Does DOT conduct an Alcohol/ EtG Drug Test?
The Department of Transportation (DOT) does conduct alcohol tests but generally does not use EtG (Ethyl Glucuronide) tests for their standard procedures. The DOT alcohol tests usually involve breathalyzer tests to measure Blood Alcohol Concentration (BAC) and may include urine tests for other substances.
These tests are conducted to ensure the safety of the traveling public and workers who operate commercial motor vehicles. EtG tests are more commonly used in non-DOT settings where long-term alcohol consumption needs to be examined, such as in addiction treatment programs or legal cases.
False Positives in Alcohol Testing
False positives in alcohol testing are instances where the test incorrectly indicates the presence of alcohol in a candidate’s system. While alcohol tests, particularly EtG tests, are generally reliable but not foolproof. Various factors can lead to a false positive result, complicating matters for individuals undergoing tests for employment, legal reasons, or addiction treatment.

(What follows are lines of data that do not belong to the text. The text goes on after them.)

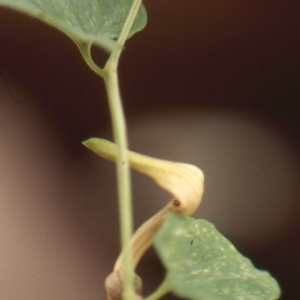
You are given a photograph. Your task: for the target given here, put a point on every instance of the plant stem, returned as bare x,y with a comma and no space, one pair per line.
120,136
114,57
123,176
109,73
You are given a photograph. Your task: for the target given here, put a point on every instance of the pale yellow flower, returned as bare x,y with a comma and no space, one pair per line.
184,181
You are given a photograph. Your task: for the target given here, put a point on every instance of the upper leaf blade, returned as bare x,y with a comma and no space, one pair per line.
97,21
202,264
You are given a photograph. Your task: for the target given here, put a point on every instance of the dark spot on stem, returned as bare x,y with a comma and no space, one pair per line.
176,202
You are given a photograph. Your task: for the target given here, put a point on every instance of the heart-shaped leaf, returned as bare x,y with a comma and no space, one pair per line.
203,264
88,21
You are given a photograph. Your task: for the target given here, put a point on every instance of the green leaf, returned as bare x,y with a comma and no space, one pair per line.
202,264
85,21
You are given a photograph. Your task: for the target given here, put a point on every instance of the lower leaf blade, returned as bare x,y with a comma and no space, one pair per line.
203,264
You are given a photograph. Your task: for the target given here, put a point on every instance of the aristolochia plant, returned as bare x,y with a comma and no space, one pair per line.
200,262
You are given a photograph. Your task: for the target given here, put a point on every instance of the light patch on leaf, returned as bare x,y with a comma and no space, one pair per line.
217,271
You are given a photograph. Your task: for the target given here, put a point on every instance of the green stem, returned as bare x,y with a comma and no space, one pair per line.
112,62
123,175
109,73
120,135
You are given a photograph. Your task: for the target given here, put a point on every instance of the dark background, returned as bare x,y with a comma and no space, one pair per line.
191,55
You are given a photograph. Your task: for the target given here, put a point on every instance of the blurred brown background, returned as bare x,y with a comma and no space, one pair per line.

Some common causes include
- Mouthwash and Dental Products
- Certain Fermented foods like sauerkraut, kimchi, and even some ripe fruits can contain small amounts of alcohol
- Personal Care Products
- Household Products
When preparing for an EtG drug test, you should avoid certain products that could lead to a false positive result. Here's a list of items to steer clear of.

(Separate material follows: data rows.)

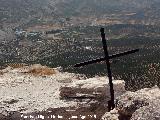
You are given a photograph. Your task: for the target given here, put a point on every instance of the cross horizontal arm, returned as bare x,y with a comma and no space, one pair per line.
103,58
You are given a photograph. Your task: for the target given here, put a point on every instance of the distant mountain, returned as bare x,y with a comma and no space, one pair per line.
15,10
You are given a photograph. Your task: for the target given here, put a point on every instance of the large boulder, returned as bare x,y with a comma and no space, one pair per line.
142,104
30,90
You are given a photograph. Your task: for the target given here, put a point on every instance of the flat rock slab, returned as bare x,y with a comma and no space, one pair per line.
142,105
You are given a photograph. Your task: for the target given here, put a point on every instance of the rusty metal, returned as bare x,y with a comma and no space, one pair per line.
111,104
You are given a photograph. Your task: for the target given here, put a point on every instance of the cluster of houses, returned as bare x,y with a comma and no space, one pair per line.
22,34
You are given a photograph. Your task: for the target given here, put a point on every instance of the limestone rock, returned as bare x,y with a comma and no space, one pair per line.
140,105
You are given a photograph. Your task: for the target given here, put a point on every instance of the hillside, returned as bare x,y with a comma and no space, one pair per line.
50,11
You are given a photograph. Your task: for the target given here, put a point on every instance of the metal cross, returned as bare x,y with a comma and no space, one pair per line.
107,58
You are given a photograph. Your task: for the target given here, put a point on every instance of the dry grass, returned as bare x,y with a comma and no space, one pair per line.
42,71
1,73
16,65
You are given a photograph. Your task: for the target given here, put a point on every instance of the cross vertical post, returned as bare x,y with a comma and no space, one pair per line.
111,104
106,58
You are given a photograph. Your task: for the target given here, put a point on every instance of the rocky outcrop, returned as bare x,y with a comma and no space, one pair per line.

Products to Avoid Before an EtG Drug Test
Personal Care Products
Hand Sanitizers: Many contain a high alcohol content.
Alcohol-based Mouthwash: Opt for alcohol-free variants instead.
Body Sprays and Perfumes: Some may contain alcohol as a solvent.
Food and Beverages
Alcohol-infused Foods: Such as beer-battered fish or desserts with liquor.
Fermented Foods: Like sauerkraut, kimchi, and certain yogurts.
Non-Alcoholic Beers and Wines: These can still contain trace amounts of alcohol.
Cough Syrups: Many contain ethyl alcohol.
Cold and Flu Medications: Some may have alcohol or ingredients that can trigger a false positive.
Cleaning Supplies: Products like window cleaners often contain isopropyl alcohol.
Cooking Extracts: Vanilla and other extracts may contain alcohol.
Tinctures and Herbal Remedies: Some may use alcohol as a solvent.
Workplaces do not conduct alcohol tests only on suspicion over employees. For employees in specific sectors like transportation and other high-risk industries like construction, the workplace should be more aware of alcohol consumption by the employees.
With the above information, we can conclude that alcohol does surface in a drug test, and it is vital to be clean if you are serving in a workplace.
Do Employers Test for Alcohol?
Yes, many employers and companies test for alcohol, particularly in industries where safety is a prime concern.
Does Wine Show Up on a Drug Test?
Yes, wine, like any other alcoholic beverage, will show up in a drug test.
Can You Drink the Night Before the Drug Test?
It's not advisable to drink alcohol the night before a drug test, especially an EtG test, as it can detect alcohol for up to 80 hours.
How to Pass an EtG Test in 24 Hours?
There is no guaranteed method to pass an EtG test in 24 hours. The only surefire way to test negative is to abstain from alcohol consumption.